We also get some more tidbits on Theon, who is busy with GOAT: Prostitute Edition, Ros. I’d like to point out that she seems bored but Theon seems ultra-proud of his sexing. When Theon insults Ros for her profession, she immediately hits upon his pride as a Greyjoy, giving us some insight into Theon’s sentiments on the two families- he was raised with the values and pride of the Greyjoys, but under the love and morals of the Starks, two sides that can’t coexist by their very nature. It gives Theon a bit of an identity crisis as he feels guilty about feeling like a Stark and somewhat resistant to either.
Ah, back at King’s Landing. Already? Robert caught wind about Dany’s pregnancy and wants her, Viserys, Drogo, and the baby dead. Ned refuses saying that Dany is a child and resigns as hand. The Small Council is all for killing Dany in exchange for saving the thousands of lives that would be lost in a war and… I can’t say I disagree with them.
But let’s keep in mind that Ned interprets Robert’s decision to assassinate Dany as a very bad sign of what Robert were to do if he were to find out Lyanna birthed a Targaryen. Not only is Robert under the belief that Lyanna was raped by Rhaegar, but he would believe Jon to be a product of that rape. A product of an act against the love of his life plus a Targaryen would mean instant death for Jon.
Cut to Renly, who is hanging out with Loras. Shirtless. These two are involved romantically. Loras plants the seed (… not the seed Jon Arryn was referring to) that Renly would make a great king- he’s popular, kind, genuinely loves the people. We learn that the Tyrells are almost as rich as the Lannisters, Renly is fourth in line for the throne, and Stannis (another older brother) has the personality of a lobster.

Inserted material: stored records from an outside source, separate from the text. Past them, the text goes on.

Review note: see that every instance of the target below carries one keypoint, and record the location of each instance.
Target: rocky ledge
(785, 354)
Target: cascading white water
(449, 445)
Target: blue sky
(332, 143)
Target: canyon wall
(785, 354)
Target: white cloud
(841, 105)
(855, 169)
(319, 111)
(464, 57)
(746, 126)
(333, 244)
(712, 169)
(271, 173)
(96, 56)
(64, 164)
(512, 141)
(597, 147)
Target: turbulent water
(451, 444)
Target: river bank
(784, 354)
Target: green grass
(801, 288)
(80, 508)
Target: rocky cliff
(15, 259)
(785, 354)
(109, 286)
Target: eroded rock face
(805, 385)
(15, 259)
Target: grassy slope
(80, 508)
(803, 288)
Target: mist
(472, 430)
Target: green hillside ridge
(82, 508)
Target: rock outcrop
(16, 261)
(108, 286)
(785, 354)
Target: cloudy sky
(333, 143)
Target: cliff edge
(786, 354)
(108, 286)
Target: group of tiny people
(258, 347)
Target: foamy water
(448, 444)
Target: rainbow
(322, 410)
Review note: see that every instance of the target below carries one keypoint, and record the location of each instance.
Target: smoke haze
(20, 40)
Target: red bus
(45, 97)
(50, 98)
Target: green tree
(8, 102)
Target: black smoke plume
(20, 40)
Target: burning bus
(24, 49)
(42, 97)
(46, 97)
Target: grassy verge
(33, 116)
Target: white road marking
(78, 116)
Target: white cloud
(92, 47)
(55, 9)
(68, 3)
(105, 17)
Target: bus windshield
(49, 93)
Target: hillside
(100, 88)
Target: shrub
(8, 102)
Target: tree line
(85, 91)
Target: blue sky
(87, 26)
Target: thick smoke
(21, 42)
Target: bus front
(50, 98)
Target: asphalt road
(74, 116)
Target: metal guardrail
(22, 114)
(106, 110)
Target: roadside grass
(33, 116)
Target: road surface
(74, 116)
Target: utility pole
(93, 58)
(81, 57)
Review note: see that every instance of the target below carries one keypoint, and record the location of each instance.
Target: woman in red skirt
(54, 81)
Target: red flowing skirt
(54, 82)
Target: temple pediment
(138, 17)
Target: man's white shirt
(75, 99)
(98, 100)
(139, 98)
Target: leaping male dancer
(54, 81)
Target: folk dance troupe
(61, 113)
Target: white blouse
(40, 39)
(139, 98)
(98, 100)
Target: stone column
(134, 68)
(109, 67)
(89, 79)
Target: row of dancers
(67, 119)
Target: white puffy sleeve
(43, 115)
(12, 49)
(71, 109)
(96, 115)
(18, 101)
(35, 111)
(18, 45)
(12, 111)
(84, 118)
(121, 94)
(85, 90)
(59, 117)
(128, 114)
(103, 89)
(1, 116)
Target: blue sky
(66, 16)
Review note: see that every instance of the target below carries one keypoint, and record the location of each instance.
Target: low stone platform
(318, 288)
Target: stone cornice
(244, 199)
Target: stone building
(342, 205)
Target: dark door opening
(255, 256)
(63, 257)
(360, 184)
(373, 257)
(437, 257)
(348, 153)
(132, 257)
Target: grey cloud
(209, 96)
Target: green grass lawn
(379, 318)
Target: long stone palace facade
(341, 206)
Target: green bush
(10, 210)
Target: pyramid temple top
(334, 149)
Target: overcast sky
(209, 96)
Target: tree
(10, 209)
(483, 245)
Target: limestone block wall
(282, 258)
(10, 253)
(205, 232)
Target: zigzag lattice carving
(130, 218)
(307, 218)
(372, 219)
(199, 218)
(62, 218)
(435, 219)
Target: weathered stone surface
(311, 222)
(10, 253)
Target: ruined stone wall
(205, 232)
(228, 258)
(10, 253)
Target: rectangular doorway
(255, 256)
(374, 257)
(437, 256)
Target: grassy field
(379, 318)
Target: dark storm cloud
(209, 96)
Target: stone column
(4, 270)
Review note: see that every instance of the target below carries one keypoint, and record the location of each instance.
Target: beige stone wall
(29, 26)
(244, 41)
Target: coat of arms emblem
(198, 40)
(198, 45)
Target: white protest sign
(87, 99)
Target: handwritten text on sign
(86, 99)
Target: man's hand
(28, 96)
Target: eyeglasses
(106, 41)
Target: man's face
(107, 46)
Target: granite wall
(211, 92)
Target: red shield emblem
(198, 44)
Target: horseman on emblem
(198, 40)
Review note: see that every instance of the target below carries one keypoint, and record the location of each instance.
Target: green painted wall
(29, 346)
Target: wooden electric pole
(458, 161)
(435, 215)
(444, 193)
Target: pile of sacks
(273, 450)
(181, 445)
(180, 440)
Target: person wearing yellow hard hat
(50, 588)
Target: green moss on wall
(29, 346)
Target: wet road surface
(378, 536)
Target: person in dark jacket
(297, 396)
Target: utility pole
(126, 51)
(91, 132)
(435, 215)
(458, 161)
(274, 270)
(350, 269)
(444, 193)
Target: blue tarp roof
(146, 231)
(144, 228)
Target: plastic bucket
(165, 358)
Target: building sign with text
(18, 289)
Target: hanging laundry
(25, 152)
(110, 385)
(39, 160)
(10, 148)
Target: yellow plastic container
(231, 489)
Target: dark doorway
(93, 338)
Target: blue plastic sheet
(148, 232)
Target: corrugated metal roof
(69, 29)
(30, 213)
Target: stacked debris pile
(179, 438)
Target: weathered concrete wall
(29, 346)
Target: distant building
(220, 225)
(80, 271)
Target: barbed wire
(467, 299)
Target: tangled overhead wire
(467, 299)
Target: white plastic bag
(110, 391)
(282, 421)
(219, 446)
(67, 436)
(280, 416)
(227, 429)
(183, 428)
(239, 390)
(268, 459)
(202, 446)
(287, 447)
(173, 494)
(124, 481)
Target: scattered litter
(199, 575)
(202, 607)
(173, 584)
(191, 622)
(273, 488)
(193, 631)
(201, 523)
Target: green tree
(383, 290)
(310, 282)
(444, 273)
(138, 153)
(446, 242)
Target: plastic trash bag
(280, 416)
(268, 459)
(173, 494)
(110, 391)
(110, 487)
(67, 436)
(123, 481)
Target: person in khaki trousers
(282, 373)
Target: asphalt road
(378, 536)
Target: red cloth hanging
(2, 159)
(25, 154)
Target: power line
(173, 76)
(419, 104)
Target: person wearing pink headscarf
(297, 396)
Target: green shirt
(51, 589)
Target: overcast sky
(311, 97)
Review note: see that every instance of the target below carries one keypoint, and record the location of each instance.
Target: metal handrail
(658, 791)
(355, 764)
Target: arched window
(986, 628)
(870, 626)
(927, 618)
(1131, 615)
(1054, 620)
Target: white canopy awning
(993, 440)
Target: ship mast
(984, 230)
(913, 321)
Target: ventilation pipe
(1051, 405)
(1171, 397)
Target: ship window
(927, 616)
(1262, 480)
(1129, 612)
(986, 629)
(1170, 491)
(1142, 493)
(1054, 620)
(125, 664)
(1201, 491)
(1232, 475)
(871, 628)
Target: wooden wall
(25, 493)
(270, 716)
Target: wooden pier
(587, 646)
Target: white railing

We now have another contender to compete with Robert and Dany for the throne.
Now, the real Scene of the Episode is the exchange we get between Cersei and Robert, who show fading glimmers of a relationship that… would actually work. They have a very rich dynamic and offer each other perspective and insight into the throne’s politics and in a perfect world, they would make an incredibly powerful ruling couple. This is broken when Robert tells Cersei he never loved her and there was never a chance for them, as he was apparently so in love with Lyanna Stark. Again, I just can’t fully blame Cersei- she was willing to make it work and tried to. It was Robert’s resistance and stubbornness that really caused a lot of pieces to fall out of place. If treated with respect, she might not have felt compelled to act out against Robert. She claims that his comment doesn’t make her feel anything, but this scene really humanizes Cersei. It might be one of the last scenes we see this side of her. Note that from this point on, we’ll see Cersei in a shade of red that will get deeper as the series goes on.
Just when Ned is ready to leave, Littlefinger runs in and says he has more information on Jon Arryn and a girl at his brothel claims her baby is Robert’s. Jaime and a pack of Lannisters are waiting for Ned outside and demand he explain Cat’s actions for taking Tyrion hostage. Ned claims it was under his order, which immediately puts the Starks and Lannisters at odds with each other. The Stark men present are slaughtered and Ned is stabbed through the leg. If we thought Ned was getting a chance at leaving King’s Landing now, that hope was killed just as quickly as Jory Cassel, the first casualty of the series that I felt somewhat emotionally connected to. He was a good character, not in the sense of character development, but good in the sense that he had good values, was loyal for the right reasons, and looked after the Stark girls as if they were his own. Goodbye sweet Jory!